Science 363, 61–64 (2019)

Imagine a collection of ions arranged in a periodic lattice, except there is no crystalline lattice but beams of light, and the ratio of kinetic to potential energy is tunable. Laser cooling of ions and atoms, and trapping them within optical lattices, thus provides ideal simulators of solids and quantum systems, where coupling strengths that cannot be studied in nature become possible in the laboratory. And now to plasmas. To study strongly coupled plasmas we need high temperatures and densities — conditions typically found in giant planet cores, white dwarf stars or dusty plasmas. Tom Langin and co-workers head to an optical bench instead (pictured), where they successfully cooled the strontium ions in a neutral plasma.

figure a

Brandon Martin/Rice University

These days, creating an ultracold plasma is standard practice: once the atoms are (pre)cooled and trapped, the trapping fields and cooling lasers are switched off, the atom cloud expands and then a pulse of photons ionizes about 10% of the atoms. The trick is to further cool the ions using more lasers, for which Langin et al. needed to start with much larger plasmas than those used previously (billions of Sr atoms) so that the increased characteristic expansion time constant allows for sufficient cooling time.

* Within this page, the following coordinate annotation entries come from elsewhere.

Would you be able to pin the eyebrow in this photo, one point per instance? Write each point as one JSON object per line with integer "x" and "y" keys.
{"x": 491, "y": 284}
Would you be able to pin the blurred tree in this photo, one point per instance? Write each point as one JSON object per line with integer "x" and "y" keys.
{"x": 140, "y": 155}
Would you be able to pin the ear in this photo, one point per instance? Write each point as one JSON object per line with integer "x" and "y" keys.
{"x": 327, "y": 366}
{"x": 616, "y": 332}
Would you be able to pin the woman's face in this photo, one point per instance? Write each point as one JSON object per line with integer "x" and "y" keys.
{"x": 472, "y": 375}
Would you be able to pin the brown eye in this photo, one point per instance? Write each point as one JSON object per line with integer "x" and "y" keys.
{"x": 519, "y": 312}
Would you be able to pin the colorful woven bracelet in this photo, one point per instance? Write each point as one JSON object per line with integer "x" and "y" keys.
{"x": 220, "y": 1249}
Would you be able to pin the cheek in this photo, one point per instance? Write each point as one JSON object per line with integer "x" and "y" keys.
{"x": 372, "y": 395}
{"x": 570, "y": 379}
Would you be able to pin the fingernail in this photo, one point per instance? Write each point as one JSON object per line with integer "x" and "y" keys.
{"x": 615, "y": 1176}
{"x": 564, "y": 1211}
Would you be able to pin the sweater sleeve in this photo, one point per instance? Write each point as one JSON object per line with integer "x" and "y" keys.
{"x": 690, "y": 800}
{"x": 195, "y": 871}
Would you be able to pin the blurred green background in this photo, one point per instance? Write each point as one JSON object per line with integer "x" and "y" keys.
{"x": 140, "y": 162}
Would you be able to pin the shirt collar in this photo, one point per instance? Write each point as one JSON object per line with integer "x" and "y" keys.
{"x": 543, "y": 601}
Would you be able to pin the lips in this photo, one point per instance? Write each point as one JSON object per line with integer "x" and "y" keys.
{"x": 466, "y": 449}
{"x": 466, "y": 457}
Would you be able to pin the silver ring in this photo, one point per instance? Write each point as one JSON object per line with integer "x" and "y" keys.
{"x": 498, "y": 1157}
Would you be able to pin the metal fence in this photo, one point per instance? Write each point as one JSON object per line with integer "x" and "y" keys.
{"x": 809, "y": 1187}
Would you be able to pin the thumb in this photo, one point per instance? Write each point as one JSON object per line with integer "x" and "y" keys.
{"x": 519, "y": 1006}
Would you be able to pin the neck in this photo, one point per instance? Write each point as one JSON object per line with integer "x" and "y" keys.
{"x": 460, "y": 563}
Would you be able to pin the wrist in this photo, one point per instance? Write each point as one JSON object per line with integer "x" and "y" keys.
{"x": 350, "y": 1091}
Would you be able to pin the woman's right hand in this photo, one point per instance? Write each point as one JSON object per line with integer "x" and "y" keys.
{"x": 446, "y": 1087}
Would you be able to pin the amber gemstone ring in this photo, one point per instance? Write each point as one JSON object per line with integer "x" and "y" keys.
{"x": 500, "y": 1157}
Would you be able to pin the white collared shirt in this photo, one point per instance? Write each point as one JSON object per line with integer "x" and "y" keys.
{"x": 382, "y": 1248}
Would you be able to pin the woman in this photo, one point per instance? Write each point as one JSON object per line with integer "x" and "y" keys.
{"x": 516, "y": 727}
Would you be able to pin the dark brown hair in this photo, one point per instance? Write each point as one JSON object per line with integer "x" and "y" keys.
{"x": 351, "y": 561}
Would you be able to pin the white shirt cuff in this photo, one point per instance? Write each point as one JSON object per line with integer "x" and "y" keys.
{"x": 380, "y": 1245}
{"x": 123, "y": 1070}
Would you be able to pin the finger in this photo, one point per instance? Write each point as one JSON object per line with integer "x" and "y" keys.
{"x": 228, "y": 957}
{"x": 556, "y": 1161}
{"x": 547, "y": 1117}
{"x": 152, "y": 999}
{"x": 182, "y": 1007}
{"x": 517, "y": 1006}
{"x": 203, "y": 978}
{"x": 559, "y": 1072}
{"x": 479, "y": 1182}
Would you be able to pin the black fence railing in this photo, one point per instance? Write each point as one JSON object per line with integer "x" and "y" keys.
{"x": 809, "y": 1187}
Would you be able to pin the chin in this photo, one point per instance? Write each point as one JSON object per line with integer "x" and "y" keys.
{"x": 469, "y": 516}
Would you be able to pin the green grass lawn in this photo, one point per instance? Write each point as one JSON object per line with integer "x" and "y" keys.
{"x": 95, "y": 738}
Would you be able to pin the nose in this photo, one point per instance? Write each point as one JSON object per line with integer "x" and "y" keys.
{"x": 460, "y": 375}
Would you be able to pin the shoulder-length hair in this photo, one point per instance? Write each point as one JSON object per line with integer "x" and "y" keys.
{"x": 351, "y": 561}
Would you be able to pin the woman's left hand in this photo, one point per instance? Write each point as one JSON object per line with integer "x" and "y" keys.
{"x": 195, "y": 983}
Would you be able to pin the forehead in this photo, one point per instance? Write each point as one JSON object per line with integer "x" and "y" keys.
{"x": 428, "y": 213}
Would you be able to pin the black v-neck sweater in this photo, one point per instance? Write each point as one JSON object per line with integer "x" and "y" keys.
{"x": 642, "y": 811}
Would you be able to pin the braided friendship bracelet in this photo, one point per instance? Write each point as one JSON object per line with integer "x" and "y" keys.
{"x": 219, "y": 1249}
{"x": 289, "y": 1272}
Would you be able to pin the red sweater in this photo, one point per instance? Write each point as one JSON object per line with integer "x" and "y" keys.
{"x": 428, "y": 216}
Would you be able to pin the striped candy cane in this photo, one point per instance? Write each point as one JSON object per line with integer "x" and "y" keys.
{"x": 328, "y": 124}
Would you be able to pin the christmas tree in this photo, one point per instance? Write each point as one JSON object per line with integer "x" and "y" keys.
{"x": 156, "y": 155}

After 135 μs of cooling, the plasma reached 50 mK — or four times cooler. This temperature is sufficient for Coulomb repulsion to dominate thermal motion. Strong coupling achieved! Studies of transport, thermalization and collective modes of plasmas under similar conditions as planetary interiors become possible, as perhaps also measurements of shear viscosity and thermal conductivity.